I have a table like this:
CREATE TABLE rows(
UniqueID VARCHAR(225),
Previous VARCHAR(225),
Next VARCHAR(225)
);
With content, that looks like this:
+----------+-----------+-----------+
| UniqueID | Previous | Next |
+----------+-----------+-----------+
| 676 | undefined | 219 |
| 890 | 219 | undefined |
| 219 | 676 | 890 |
+----------+-----------+-----------+
As you can see, the rows have UID's, which the Previous
and Next
columns refer to.
What I now want, is to write a SELECT * statement, that would order all the results, by the Previous
and Next
fields. The undefined
values mark the end elements. How could I achieve that? In the case of the table showed above, the order I'd want is what's shown there, with the last 2 row positions swapped, so Next
of row X Points to a UID of row Y, that has a Previous
that points to the UID of the row X. etc.
What you're trying to create is a recursive query. Unfortunately, MySQL does not make this easy. There are relatively simple solutions if the parents always have an index greater than the children, but that is not the case here. There are several questions discussing this type of problem. The following question has answers that explore the different ways to attempt this type of query including using stored procedures.
How to do the Recursive SELECT query in MySQL?
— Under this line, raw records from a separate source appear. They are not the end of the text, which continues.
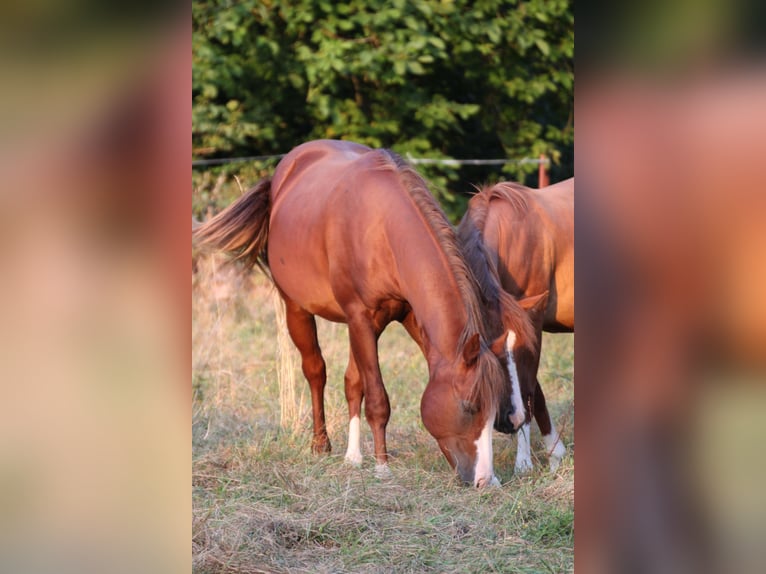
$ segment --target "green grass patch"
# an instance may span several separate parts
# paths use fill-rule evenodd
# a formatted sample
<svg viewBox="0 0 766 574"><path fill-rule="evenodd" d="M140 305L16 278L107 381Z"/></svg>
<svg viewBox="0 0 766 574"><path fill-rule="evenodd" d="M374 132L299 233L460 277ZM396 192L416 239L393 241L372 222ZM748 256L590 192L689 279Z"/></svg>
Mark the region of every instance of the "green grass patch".
<svg viewBox="0 0 766 574"><path fill-rule="evenodd" d="M193 570L256 572L568 572L573 569L573 339L546 335L540 378L570 449L552 475L533 426L535 470L514 476L515 437L496 433L502 488L458 484L420 421L425 361L399 325L380 342L391 398L392 476L343 461L344 325L319 321L333 452L311 453L308 385L291 350L297 420L280 427L273 293L258 276L221 296L203 277L193 309Z"/></svg>

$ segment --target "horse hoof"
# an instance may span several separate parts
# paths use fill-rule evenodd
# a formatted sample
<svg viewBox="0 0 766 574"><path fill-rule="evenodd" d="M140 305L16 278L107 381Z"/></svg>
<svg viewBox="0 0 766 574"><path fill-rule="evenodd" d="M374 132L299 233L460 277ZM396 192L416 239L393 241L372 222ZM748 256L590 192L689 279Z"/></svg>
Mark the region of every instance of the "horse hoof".
<svg viewBox="0 0 766 574"><path fill-rule="evenodd" d="M561 441L556 442L556 446L553 448L553 452L551 453L551 456L548 460L548 465L550 466L551 472L556 472L558 470L559 465L561 464L561 460L564 458L566 453L567 449L561 443Z"/></svg>
<svg viewBox="0 0 766 574"><path fill-rule="evenodd" d="M328 454L332 451L332 445L329 439L314 441L311 445L311 452L314 454Z"/></svg>
<svg viewBox="0 0 766 574"><path fill-rule="evenodd" d="M514 467L513 471L517 475L529 474L530 472L532 472L532 461L517 460L516 466Z"/></svg>
<svg viewBox="0 0 766 574"><path fill-rule="evenodd" d="M362 455L360 453L348 454L346 453L346 464L350 464L353 467L359 468L362 466Z"/></svg>
<svg viewBox="0 0 766 574"><path fill-rule="evenodd" d="M380 478L381 480L386 478L391 478L391 469L388 468L387 464L376 464L375 465L375 478Z"/></svg>
<svg viewBox="0 0 766 574"><path fill-rule="evenodd" d="M502 485L500 484L500 481L494 474L492 475L492 478L489 480L487 480L486 478L480 478L476 482L476 488L479 488L479 489L487 488L487 487L499 488L500 486Z"/></svg>

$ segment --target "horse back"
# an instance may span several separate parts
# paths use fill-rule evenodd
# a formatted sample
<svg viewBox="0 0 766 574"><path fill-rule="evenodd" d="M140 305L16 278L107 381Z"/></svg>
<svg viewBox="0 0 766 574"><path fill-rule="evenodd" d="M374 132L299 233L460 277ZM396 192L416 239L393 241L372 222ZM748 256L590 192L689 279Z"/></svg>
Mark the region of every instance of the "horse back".
<svg viewBox="0 0 766 574"><path fill-rule="evenodd" d="M310 142L280 162L272 184L269 262L288 297L344 320L353 301L375 306L399 292L391 222L408 210L385 152Z"/></svg>
<svg viewBox="0 0 766 574"><path fill-rule="evenodd" d="M484 239L497 252L506 291L549 291L546 330L574 329L573 190L573 179L541 190L508 184L487 213Z"/></svg>

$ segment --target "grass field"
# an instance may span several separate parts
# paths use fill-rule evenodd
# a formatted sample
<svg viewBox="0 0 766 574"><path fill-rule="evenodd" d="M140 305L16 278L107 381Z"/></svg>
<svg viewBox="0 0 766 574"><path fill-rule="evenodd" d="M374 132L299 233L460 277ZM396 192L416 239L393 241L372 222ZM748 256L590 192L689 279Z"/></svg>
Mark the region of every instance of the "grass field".
<svg viewBox="0 0 766 574"><path fill-rule="evenodd" d="M204 266L203 266L204 267ZM535 470L514 476L515 437L495 433L502 488L457 483L420 421L425 360L398 324L380 342L391 399L392 477L343 461L345 325L319 320L327 362L329 456L311 454L308 385L290 347L296 414L281 420L274 293L201 269L193 286L193 569L257 572L569 572L574 548L571 335L545 335L540 380L568 448L556 474L533 425ZM289 361L285 363L285 361ZM284 375L283 375L283 380ZM287 413L289 414L289 413ZM284 417L283 417L284 418Z"/></svg>

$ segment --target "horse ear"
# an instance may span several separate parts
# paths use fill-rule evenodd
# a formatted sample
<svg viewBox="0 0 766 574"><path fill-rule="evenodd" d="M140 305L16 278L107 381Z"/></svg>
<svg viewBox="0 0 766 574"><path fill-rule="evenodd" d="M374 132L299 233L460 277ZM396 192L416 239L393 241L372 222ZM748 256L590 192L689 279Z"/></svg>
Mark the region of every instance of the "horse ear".
<svg viewBox="0 0 766 574"><path fill-rule="evenodd" d="M481 341L479 340L479 334L474 333L468 342L463 347L463 360L469 367L476 362L479 358L479 352L481 352Z"/></svg>
<svg viewBox="0 0 766 574"><path fill-rule="evenodd" d="M505 341L508 338L508 333L503 333L500 335L497 339L492 341L492 344L489 346L490 351L498 358L498 359L504 359L505 358Z"/></svg>
<svg viewBox="0 0 766 574"><path fill-rule="evenodd" d="M544 291L539 295L531 295L530 297L524 297L519 299L519 305L530 314L542 313L545 310L545 306L548 304L548 295L550 291Z"/></svg>

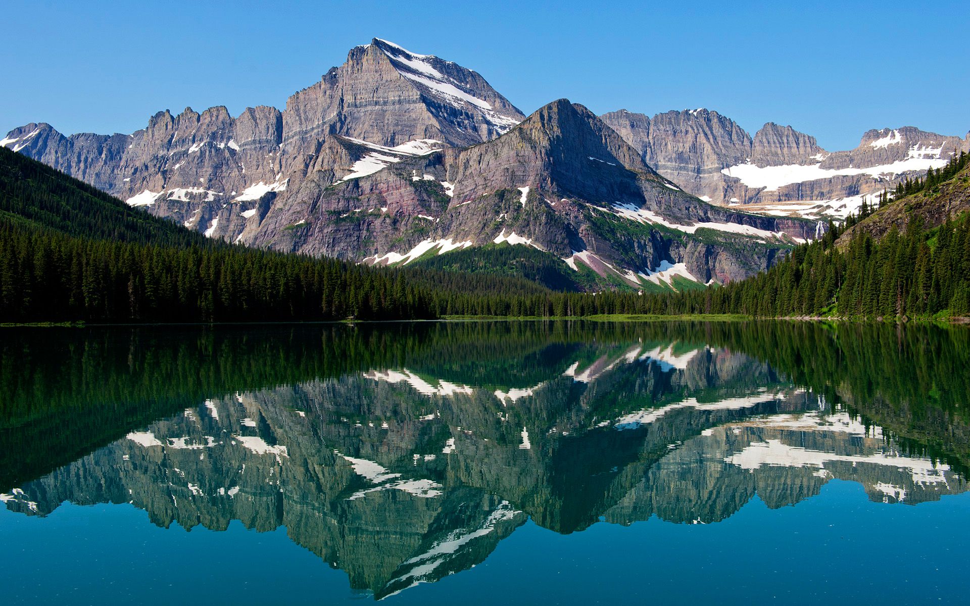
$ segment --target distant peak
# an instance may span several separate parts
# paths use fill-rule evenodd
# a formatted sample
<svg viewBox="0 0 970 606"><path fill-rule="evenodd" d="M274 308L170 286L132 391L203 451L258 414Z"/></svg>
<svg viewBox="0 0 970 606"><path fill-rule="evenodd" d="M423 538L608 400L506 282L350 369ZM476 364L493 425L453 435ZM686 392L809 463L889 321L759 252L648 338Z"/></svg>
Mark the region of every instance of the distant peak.
<svg viewBox="0 0 970 606"><path fill-rule="evenodd" d="M408 55L408 56L412 56L415 59L429 59L429 58L435 56L433 54L419 54L417 52L411 52L410 50L408 50L407 48L404 48L401 45L395 44L395 43L391 42L390 40L384 40L382 38L374 38L372 41L371 41L371 44L372 44L375 47L379 48L384 52L387 52L388 48L391 48L391 49L397 51L396 54L403 53L403 54L405 54L405 55Z"/></svg>

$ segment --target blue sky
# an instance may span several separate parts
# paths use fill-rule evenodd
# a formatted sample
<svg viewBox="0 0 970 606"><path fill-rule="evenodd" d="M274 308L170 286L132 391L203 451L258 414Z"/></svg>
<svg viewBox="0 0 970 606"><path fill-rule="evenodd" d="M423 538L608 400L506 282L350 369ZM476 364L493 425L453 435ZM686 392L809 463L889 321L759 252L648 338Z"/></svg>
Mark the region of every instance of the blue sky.
<svg viewBox="0 0 970 606"><path fill-rule="evenodd" d="M560 97L597 113L705 107L829 150L870 128L970 129L970 3L787 4L5 0L0 130L282 109L374 36L479 72L526 113Z"/></svg>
Going with the stored procedure idea, you could try something like:
CREATE PROCEDURE getInOrder()
BEGIN
DECLARE child_id VARCHAR(256);
DECLARE prev_id VARCHAR(256);
SELECT UniqueID INTO prev_id FROM rows WHERE Previous = 'undefined';
SELECT `Next` INTO child_id
FROM rows WHERE UniqueID = prev_id;
CREATE TEMPORARY TABLE IF NOT EXISTS temp_table AS (SELECT * FROM rows WHERE 1=0);
TRUNCATE TABLE temp_table;
WHILE child_id <> 'undefined' DO
INSERT INTO temp_table SELECT * FROM rows WHERE UniqueID = prev_id;
SET prev_id = child_id;
SELECT `Next` INTO child_id
FROM rows WHERE UniqueID = prev_id;
END WHILE;
INSERT INTO temp_table SELECT * FROM rows WHERE UniqueID = prev_id;
SELECT * FROM temp_table;
END;
You can then call the stored procedure to retrieve the table in order.
Working example: http://sqlfiddle.com/#!9/085dec/2
ORDER BY IFNULL(prev, ''), -- some value lower than the rest
IFNULL(next, 'zzzzz') -- some value higher than all values
(Technically, the first part could be simply prev
, without the IFNULL
.)
If the ids are really numbers, you should use a numeric datatype such as INT UNSIGNED
. If they are really strings, do you need 225?
This assumes that prev < next -- Is that necessarily the case? It seems like arbitrary links might not maintain that. If you need to look at next
to load the next row based on UniqueId
, the code is much more complex.
I think this request lacks on details.
But, you want the final result to be like this?
+----------+-----------+-----------+
| UniqueID | Previous | Next |
+----------+-----------+-----------+
| 676 | undefined | 219 |
| 219 | 676 | 890 |
| 890 | 219 | undefined |
+----------+-----------+-----------+
If I'm right, you can achieve it with (I named the table as demo
):
SELECT d.* FROM (
SELECT UniqueID, IF(Previous IS NULL, -1, Previous) AS Previous, IF(Next IS NULL, 999999999999, Next) as Next
FROM demo
)t
JOIN demo d ON d.UniqueID = t.UniqueID
ORDER BY t.Next, t.Previous
;
So, when Previous
is NULL
you put it with -1 to ensure he's is the first on the list and when Next
is NULL
you put it with a very high value to ensure it will be the last on the list... then you just have to order the query by Previous
and Next
.
I must stress that this solution is focused on presented data.